AARP survey reveals COVID-19′s emotional impact on older adults

Nearly One-Quarter of Americans Never Plan on Retiring

AARP has reviewed the emotional impact COVID-19 has had on older adults.

The nonprofit conducted the national 2021 AARP COVID and Emotional Well-Being Survey online from April 22 to 26, 2021. It sampled 1,016 adults ages 50 and older. It used the NORC at the University of Chicago’s AmeriSpeak 50+ Omnibus probability-based sample. The data were weighted by age, gender and race based on current Census population statistics.

AARP also conducted the Healthy Living During the Pandemic Qualitative Study. It occurred from April 19 to May 4, 2021.

Amid the coronavirus pandemic, many people have dealt with stress. According to the Centers for Disease Control and Prevention, it can cause fear, anger, sadness worry and frustration.

“Public health actions, such as social distancing, are necessary to reduce the spread of COVID-19, but they can make us feel isolated and lonely and can increase stress and anxiety.

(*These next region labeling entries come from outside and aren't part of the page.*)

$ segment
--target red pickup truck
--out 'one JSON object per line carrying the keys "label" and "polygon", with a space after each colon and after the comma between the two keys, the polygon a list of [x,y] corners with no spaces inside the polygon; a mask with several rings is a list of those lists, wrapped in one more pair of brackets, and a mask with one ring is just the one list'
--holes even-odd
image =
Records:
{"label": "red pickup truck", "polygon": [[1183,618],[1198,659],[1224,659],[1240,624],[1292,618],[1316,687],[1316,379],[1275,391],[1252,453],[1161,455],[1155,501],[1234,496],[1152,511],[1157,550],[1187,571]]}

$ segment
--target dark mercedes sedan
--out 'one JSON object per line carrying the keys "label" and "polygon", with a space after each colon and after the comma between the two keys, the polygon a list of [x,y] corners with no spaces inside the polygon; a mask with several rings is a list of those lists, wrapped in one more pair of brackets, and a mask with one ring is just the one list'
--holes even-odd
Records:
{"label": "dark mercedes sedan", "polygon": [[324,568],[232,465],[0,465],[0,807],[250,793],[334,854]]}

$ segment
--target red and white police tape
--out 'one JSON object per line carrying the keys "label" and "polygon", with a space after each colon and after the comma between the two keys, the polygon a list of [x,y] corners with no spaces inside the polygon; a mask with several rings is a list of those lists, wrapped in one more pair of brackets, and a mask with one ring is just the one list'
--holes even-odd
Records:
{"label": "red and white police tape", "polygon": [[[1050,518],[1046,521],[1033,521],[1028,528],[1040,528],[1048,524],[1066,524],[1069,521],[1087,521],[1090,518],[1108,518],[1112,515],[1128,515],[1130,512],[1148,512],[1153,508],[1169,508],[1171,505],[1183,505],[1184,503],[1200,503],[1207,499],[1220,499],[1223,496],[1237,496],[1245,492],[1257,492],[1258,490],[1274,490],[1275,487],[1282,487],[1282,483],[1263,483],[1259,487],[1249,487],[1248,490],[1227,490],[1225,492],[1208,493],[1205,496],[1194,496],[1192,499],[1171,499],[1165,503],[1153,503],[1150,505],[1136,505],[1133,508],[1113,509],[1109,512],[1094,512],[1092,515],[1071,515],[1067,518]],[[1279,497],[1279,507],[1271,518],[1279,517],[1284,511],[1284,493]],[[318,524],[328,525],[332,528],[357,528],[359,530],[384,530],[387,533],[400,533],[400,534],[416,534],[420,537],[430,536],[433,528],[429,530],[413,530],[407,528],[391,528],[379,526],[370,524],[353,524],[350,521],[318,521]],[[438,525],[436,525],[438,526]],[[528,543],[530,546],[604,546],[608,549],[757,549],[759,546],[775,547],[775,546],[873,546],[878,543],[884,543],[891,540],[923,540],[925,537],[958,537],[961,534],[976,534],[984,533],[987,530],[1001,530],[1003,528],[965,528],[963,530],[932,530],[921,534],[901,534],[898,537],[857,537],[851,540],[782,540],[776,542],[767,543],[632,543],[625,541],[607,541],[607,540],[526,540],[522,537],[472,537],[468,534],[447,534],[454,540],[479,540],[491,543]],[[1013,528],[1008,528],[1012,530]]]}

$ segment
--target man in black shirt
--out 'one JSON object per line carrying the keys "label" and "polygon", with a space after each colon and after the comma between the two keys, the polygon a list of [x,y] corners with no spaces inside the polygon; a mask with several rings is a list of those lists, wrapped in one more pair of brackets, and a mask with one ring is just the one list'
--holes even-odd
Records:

Learning to cope with stress in a healthy way will make you, the people you care about, and those around you become more resilient,” the agency said.

Although fully vaccinated people can resume activities they did prior to the pandemic, local guidance should continue to be followed. Additionally, people who are unvaccinated should still wear masks, socially distance and wash their hands often.

“When asked about mental health, most adults ages 50-plus say their mental health is very good. However, when asked about specific emotional health measures, half say they have been bothered with anxiety and/or having little interest or pleasure in doing things, and a third say they have been feeling depressed,” it said.

Older adults mostly said they’ve experienced a decrease in their emotional well-being. They had more anxiety, depression and worry. One in eight said they sought help from a mental health professional.

“This disconnect between experiencing a decline in emotional well-being and the likelihood of seeking help from a mental health provider may suggest that older adults don’t associate emotional well-being with the term ‘mental health,’” AARP said.

The organization said mental health resources must be seamlessly accessible, easy and normalized.

“Ensuring mental health and emotional well-being is addressed during all medical visits is an invaluable step toward ensuring older adults receive comprehensive care.”